Portugal am vorbereitung: ronaldo-unsicherheiten vor dem wm-duell

Houston fiebert, und die Gerüchteküche brodelt: Portugal steht kurz vor seinem ersten Auftritt bei der Weltmeisterschaft 2026, doch der Fokus liegt nicht nur auf dem Rasen. Roberto Martínez, der Trainer der Iberer, steht im Zentrum von Spekulationen über seine Zukunft, während sein Team gegen den WM-Neuling RD Kongo antritt.

Die vorbereitung unter schatten

Die Atmosphäre im portugiesischen Lager ist angespannt. Während die Vorbereitung sportlich offenbar reibungslos verlief – Martínez spricht von einer „perfekten“ Vorbereitung auf allen Ebenen – überschatten die Gerüchte um seine mögliche Abfindung nach dem Turnier die sportlichen Aspekte. Er selbst versuchte, die Diskussionen abzutun: „Mein Fokus liegt auf der Weltmeisterschaft. Es gibt keine Neuigkeiten bezüglich meiner Zukunft.“ Ein klares Dementi blieb jedoch aus.
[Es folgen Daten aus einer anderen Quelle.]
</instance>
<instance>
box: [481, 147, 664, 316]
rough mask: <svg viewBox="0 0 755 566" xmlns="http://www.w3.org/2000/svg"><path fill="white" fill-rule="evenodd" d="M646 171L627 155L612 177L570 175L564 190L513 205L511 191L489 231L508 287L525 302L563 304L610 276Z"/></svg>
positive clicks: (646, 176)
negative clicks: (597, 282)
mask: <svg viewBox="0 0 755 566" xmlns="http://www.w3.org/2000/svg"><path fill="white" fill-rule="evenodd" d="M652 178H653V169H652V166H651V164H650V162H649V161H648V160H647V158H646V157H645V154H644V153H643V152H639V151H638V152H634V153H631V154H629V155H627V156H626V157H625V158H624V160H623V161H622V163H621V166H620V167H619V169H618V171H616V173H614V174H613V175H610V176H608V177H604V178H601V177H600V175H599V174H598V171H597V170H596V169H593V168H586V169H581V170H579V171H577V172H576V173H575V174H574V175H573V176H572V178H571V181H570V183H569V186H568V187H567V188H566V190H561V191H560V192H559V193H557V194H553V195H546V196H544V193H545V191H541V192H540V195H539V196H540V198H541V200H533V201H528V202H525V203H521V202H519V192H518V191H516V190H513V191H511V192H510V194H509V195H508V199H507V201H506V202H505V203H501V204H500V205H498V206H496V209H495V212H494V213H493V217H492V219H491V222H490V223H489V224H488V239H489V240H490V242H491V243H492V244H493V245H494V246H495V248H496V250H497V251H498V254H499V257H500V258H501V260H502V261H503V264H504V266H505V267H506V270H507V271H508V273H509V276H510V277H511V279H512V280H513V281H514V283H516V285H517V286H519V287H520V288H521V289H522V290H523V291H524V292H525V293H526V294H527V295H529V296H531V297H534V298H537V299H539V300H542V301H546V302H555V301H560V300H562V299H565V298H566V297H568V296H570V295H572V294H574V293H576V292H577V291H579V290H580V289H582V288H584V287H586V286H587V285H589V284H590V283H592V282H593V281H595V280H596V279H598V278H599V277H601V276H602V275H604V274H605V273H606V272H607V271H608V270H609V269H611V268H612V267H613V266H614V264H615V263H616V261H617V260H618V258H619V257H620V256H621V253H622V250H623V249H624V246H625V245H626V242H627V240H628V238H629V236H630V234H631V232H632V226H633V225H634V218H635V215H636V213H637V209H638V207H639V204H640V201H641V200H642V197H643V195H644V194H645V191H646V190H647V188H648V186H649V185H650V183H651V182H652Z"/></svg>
Ein weiterer Knackpunkt ist die Fitness von Routinier Rúben Dias. Der Verteidiger verpasste zwar das Abschlusstraining, Martínez betonte jedoch, dass er nicht gewillt sei, „Risiken“ einzugehen. „Er muss bei einer Weltmeisterschaft zu 100 Prozent bereit sein“, erklärte der Coach. Das Fehlen eines solch erfahrenen Spielers könnte die Abwehrreihe vor einer echten Herausforderung stellen.

Rd kongo – mehr als nur ein gegner

Rd kongo – mehr als nur ein gegner

Portugal sollte den Gegner keinesfalls unterschätzen. RD Congo, das sich überraschend über die interkontinentale Playoff-Qualifikation eine WM-Teilnahme sicherte, hat eine bemerkenswerte Entwicklung durchlaufen. „Wir müssen RD Congo großen Respekt zollen“, mahnte Martínez. „Sie haben einen langen Vorbereitungszeitraum gehabt, haben Nigeria ausgeschaltet und sind ein sehr vielseitiges Team. Die afrikanischen Teams sind heutzutage extrem gut vorbereitet und verfügen über zahlreiche Spieler in europäischen Top-Ligen.“

Martínez sieht Parallelen zwischen RD Congo und Nigeria, dem letzten Testgegner Portugals. Die größte Herausforderung für Portugal wird das Spiel im Neuaufbau sein.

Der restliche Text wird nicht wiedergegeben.